She Changes Everything
She Changes Everything
by Lucy Reid
New York: T & T Clark International, 2005
Reviewed by Karen L. Erlichman
I discovered She Changes Everything after a conversation with a colleague who felt that the word feminism was too harsh for conversations about faith. This book is magnificent proof that seeking the Divine on a feminist path is not only possible; it is exhilarating.She Changes Everything is a bold, courageous expression of faith and feminism from Anglican priest, Lucy Reid.
Reid’s chapters include such topics as “Discovering the Feminine Face of God,” “Searching for the Goddess,” “Ecofeminism,” and an exploration of interfaith inclusivity. The concluding section offers Reid’s fourteen “Prayers for the Pilgrimage.” The book’s introduction opens with the following question: “What happens to traditional mainline Christian theology and spirituality when we take seriously the insights of feminism?” (p. xi).
Because of her gender, Lucy Reid was denied ordination by the Church of England: “Finding myself there, I explored the terrain and found questions, injustices, doubts, and alternative paths. When ordination became possible, I was not the same” (p. xiii). She subsequently found her freedom in campus ministry in a multifaith setting: “Now on the margins of church life, I felt freer to explore alternative ways of expressing my faith and offering my ministry. The self censoring could stop” (p. xiii).

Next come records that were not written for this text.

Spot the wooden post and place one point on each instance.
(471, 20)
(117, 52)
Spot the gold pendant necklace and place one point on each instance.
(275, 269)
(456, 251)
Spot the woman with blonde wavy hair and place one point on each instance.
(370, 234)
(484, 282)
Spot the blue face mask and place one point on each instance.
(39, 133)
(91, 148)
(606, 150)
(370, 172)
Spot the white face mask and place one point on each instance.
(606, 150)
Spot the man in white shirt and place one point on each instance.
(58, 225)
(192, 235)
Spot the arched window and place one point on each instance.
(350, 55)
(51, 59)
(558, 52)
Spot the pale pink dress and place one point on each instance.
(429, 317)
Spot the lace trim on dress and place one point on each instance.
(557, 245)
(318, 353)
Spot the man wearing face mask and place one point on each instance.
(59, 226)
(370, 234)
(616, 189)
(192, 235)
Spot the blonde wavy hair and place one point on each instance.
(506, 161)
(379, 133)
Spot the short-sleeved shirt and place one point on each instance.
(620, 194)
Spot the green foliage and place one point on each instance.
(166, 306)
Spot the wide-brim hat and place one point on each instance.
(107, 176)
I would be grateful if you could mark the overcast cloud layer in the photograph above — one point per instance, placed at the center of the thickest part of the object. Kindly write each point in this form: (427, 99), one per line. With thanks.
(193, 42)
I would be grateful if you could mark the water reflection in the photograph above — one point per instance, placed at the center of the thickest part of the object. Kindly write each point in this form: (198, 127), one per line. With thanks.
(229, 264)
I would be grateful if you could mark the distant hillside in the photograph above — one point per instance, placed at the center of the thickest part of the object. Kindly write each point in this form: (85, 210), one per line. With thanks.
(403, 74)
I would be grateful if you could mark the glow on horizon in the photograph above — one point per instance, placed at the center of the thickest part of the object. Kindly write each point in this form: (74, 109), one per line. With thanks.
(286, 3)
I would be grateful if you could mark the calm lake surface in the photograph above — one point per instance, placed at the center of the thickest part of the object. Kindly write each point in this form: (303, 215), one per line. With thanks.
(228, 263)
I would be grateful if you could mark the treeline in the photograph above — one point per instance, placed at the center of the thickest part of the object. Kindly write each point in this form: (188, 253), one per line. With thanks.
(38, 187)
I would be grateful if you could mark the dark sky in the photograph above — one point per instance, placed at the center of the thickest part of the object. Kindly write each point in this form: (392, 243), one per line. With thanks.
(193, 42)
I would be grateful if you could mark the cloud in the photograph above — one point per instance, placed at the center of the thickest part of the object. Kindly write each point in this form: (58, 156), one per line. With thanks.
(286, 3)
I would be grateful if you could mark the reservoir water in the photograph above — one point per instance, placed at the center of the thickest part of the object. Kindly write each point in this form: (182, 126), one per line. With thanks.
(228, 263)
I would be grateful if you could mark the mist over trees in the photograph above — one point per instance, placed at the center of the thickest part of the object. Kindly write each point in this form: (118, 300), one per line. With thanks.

Reid unapologetically encourages seekers (as well as the church) to question the traditional dogma, theology and practices that have been imposed from the church hierarchy, to explore and see with fresh feminist eyes and hearts. “It has been the gifts of feminist theological thought that have enabled me to strip away the destructive aspects of the faith in which I was raised. My roots are traditionally Christian, but my growth has branched out into fresh air” (p. xiii). She weaves anecdotes and insights from her own journey as well as the teachings and writings of her respected mentors and colleagues.
Reid’s writing style is wonderfully poetic and passionate, without any strident dogma that might detract from her message of healing and liberation. The scrupulous research she did in writing this manuscript is apparent in her thorough and scholarly analysis of traditional as well as feminist texts. Drawing from the Hebrew and Jewish sources as well as Christian texts, Reid cites Rosemary Radford Ruether, Pema Chodron, Starhawk, and other radical women who have offered innovative and provocative new approaches to the sacred. Reid tracks the history and ultimate repression of Goddess worship as well as its nemesis and successor, Christian misogyny.

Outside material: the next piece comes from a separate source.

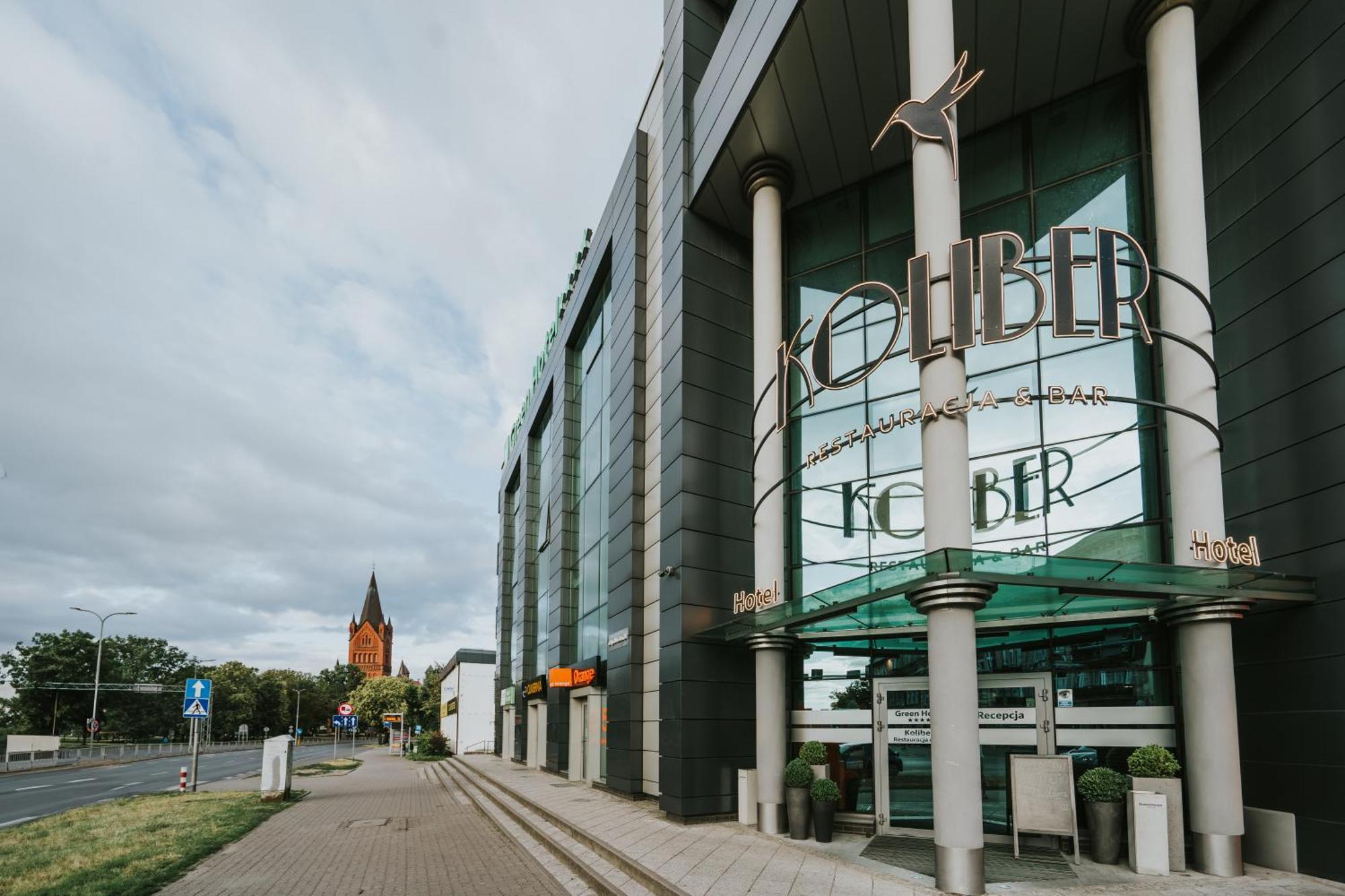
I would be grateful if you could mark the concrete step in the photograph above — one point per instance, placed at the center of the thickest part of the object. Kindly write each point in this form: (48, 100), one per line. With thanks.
(588, 870)
(641, 879)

Women who seek spiritual guidance as well as those whose ministry is to offer spiritual direction will find great wisdom and sustenance from She Changes Everything.
I resonated with her belief: “Our quest or challenge is not to create a new religion based on a patchwork quilt of beliefs from this and that faith. Nor are we after a monolithic uniformity of belief according to more enlightened principles of tolerance and understanding. Rather we are engaged in an open-ended process that is dynamic, creative, variegated and profound. It will never be finished. No exhaustive, systematic theological book will ever be able to contain it, for the Divine cannot be contained.” (p. 133).
Reid’s love of God and passion for social justice flow through her, into this book and into the heart of the reader.
Karen Lee Erlichman, MSS, is a licensed clinical social worker (LCSW ) in private practice in San Francisco, California, USA, where she provides psychotherapy and spiritual direction. Her writing has appeared in Tikkun, online at www.interfaithfamily.com, and her article entitled “Cultivating Compassion” was recently chosen as one of the winners of the 2005 International House Vision of Hope Essay Contest, addressing prejudice and stereotyping in the wake of 9/11/01.